Fassbinders „Welt am Draht“, restauriert

Ich denke, also bin ich wahrscheinlich nicht
 
18. Februar 2010 Das deutsche Kino ist nicht sehr reich an Beispielen von Phantasien über die Zukunft. Auch für Rainer Werner Fassbinder war Science-Fiction nicht das bevorzugte Themenfeld. Aber wie immer, wenn Fassbinder sich eines Sujets annahm, kam bei seiner einzigen Arbeit fürs Genre etwas Besonderes heraus: der zweiteilige Fernsehfilm „Welt am Draht“. Der WDR hat ihn produziert, die ARD ihn im Oktober 1973 ausgestrahlt. Ein paar Tage nachdem der andere die Zeiten überdauernde Science-Fiction-Film eines Deutschen, Fritz Langs „Metropolis“, in seiner auf beinahe die ursprüngliche Länge rekonstruierten Form bei der Berlinale aufgeführt wurde, kam „Welt am Draht“ seinerseits restauriert dort im ausverkauften Kino International zur Aufführung. Die DVD ist gerade erschienen.
 
Wenn man den Film heute sieht, fällt es schwer, sich daran zu erinnern, dass zur Zeit seiner Entstehung von virtuellen Welten, umfassender Digitalisierung, von Computerspielen, Algorithmen, social commerce und solcherlei noch überhaupt nicht die Rede war.

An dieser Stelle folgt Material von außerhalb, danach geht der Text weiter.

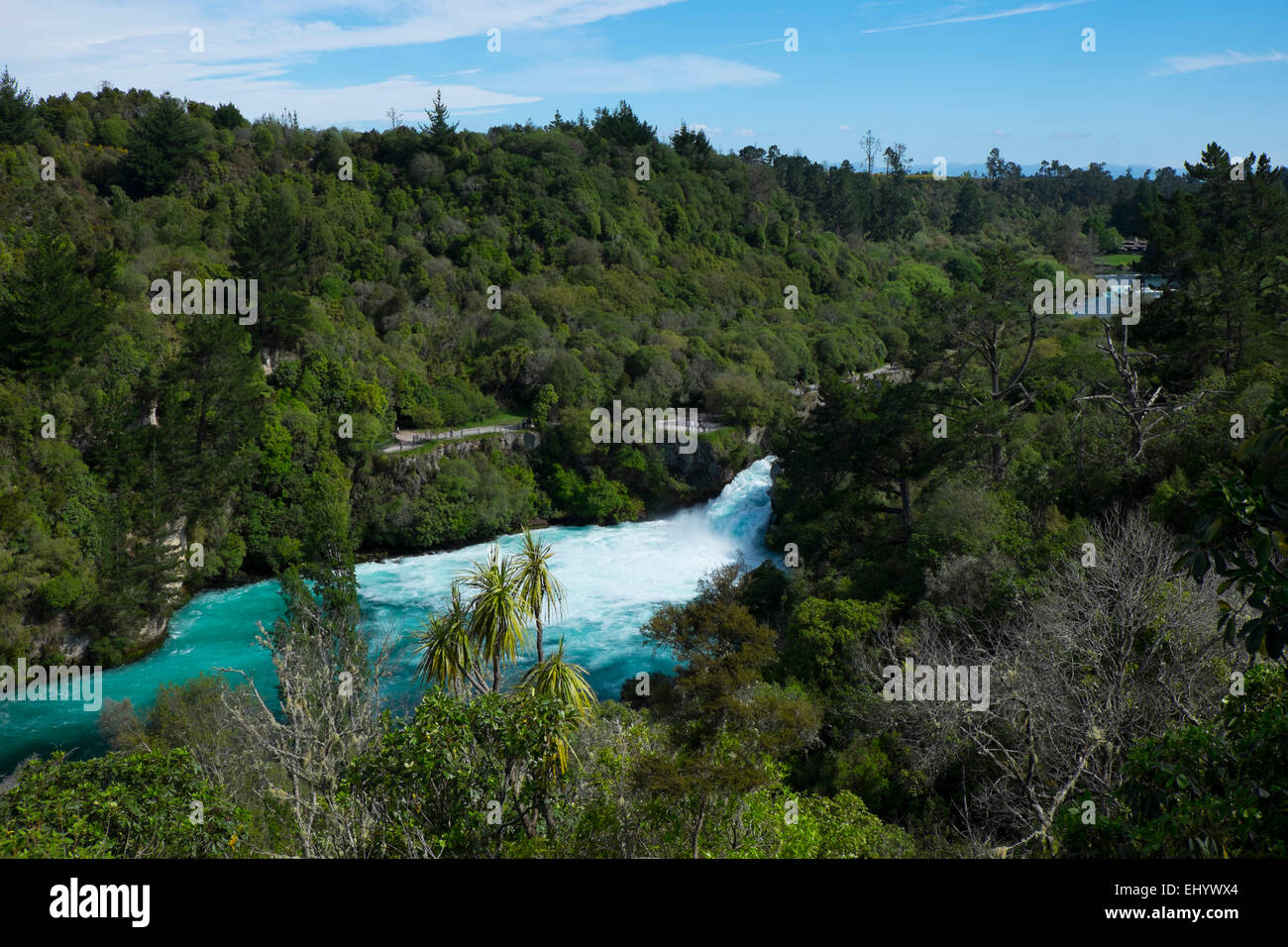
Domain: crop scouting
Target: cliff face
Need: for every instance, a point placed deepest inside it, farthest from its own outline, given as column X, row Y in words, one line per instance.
column 715, row 463
column 60, row 641
column 420, row 466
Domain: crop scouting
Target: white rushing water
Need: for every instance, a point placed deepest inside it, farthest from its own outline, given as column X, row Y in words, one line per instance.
column 614, row 579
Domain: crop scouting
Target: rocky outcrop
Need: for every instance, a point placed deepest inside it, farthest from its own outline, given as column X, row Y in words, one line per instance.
column 707, row 471
column 428, row 460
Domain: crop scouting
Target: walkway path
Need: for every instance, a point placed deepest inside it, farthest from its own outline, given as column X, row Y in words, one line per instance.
column 406, row 440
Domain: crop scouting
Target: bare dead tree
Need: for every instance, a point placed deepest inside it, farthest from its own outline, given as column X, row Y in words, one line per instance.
column 329, row 694
column 871, row 146
column 1108, row 656
column 1144, row 410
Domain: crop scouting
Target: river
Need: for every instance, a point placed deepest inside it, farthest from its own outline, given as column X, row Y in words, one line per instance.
column 614, row 578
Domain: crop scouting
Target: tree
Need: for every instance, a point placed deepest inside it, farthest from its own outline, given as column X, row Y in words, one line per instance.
column 1103, row 659
column 17, row 111
column 542, row 594
column 161, row 145
column 562, row 681
column 497, row 609
column 995, row 165
column 969, row 214
column 227, row 116
column 871, row 146
column 54, row 316
column 1241, row 535
column 442, row 134
column 622, row 128
column 450, row 652
column 329, row 694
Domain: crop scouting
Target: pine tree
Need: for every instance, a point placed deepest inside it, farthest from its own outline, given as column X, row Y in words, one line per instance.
column 441, row 133
column 17, row 111
column 161, row 146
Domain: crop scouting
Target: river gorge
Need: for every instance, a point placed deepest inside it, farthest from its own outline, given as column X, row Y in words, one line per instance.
column 614, row 578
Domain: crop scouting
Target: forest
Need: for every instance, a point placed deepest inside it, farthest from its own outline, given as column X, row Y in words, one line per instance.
column 1094, row 509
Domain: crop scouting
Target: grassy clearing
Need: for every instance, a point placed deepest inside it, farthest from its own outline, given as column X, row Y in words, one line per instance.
column 1119, row 261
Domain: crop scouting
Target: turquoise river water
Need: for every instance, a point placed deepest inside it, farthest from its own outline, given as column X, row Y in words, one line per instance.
column 614, row 577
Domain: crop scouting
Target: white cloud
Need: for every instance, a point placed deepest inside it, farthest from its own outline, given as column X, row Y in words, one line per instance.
column 645, row 75
column 1211, row 60
column 978, row 17
column 252, row 47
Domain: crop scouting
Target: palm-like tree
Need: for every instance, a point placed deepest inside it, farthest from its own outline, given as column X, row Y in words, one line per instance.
column 541, row 591
column 451, row 656
column 563, row 681
column 498, row 615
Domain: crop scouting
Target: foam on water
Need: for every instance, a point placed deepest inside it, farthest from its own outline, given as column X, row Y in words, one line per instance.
column 614, row 578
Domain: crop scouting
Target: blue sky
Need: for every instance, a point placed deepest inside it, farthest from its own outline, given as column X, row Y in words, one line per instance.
column 945, row 78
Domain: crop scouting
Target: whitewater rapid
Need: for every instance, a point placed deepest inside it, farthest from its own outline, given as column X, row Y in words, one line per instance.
column 614, row 579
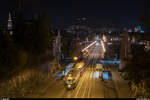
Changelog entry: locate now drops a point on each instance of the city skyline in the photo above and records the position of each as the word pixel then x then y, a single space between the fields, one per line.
pixel 65 13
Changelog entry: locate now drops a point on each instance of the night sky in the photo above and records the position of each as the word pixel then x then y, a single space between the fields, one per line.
pixel 114 13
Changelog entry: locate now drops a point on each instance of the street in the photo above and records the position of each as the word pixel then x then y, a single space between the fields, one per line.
pixel 90 85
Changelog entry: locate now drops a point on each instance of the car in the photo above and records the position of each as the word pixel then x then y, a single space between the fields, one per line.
pixel 106 75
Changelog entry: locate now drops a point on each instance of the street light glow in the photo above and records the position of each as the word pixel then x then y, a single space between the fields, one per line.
pixel 103 46
pixel 89 46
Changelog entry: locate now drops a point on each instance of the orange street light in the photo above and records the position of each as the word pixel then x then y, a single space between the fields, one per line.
pixel 75 58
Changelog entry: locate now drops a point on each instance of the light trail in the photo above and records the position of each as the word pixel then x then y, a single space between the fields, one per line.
pixel 89 46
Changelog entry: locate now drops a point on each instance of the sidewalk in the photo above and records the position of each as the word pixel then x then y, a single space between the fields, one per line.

Geschweige denn, dass diese Phänomene den Alltag bereits durchdrungen hätten. Das ist bei Science Fiction doch immer so, könnte man sagen, aber die prognostische Genauigkeit der „Welt am Draht“ geht schon um einiges darüber hinaus, was wir aus anderen alten Science-Fiction-Filmen in unserer Welt heute wiederfinden. So ist es kein Wunder, dass vor allem „The Matrix“ sich auf Fassbinders Film beruft.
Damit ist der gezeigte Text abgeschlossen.